The most high profile clients we work with have this in common: they give their guests a respite from the world and facilitate him or her having the time and space to enjoy the finer things in life. When you enter a well-deserved five-star hotel you should feel comforted to know that you won’t have to lift a finger, your job is to leave the world at the door to your suite, unwind at your leisure and remind yourself why you work so hard in the first place – free WiFi be damned. You want the luxury of buying back time. It might be time for hotels to therefore adjust the services they provide along with their luxury accommodation.

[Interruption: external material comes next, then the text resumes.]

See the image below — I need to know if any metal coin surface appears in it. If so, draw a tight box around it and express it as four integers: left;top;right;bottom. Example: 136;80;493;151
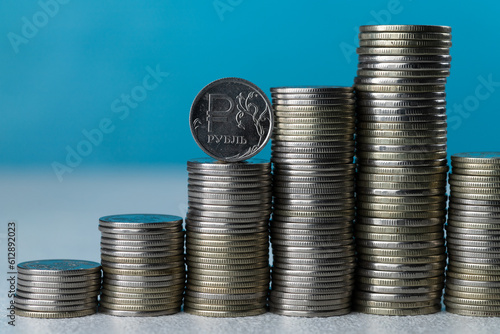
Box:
189;78;273;162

Make conveniences like valet parking and dry cleaning standard and entirely complimentary. It’s not enough to have fine dining, you should consider offering the guest around-the-clock options to fit his or her schedule so that there’s no precious time wasted worrying about where the next meal is coming from – perhaps including to-go menu items ready to deliver to the guest’s room at a moment’s notice so that there’s no faffing around at the breakfast buffet or local sandwich shop. Along with having a driver on call, spa treatments available in a guest’s room tailored to his or her specific needs, and most importantly, a way for the guest to get in touch with whomever he would like, around the clock.
In the current economy, we are considering the fact that hotel advertising needs to convey with the utmost importance that time is available for purchase. The consumption model is no longer about the purchases you have made, it’s about experiencing them. For hotels and travel providers, that means taking care of the pesky, mundane tasks that clutter up everyday life.
We all have 24 hours in a day, but if you can provide the guest with the services to squeeze the absolute most out of that time, that’s true luxury.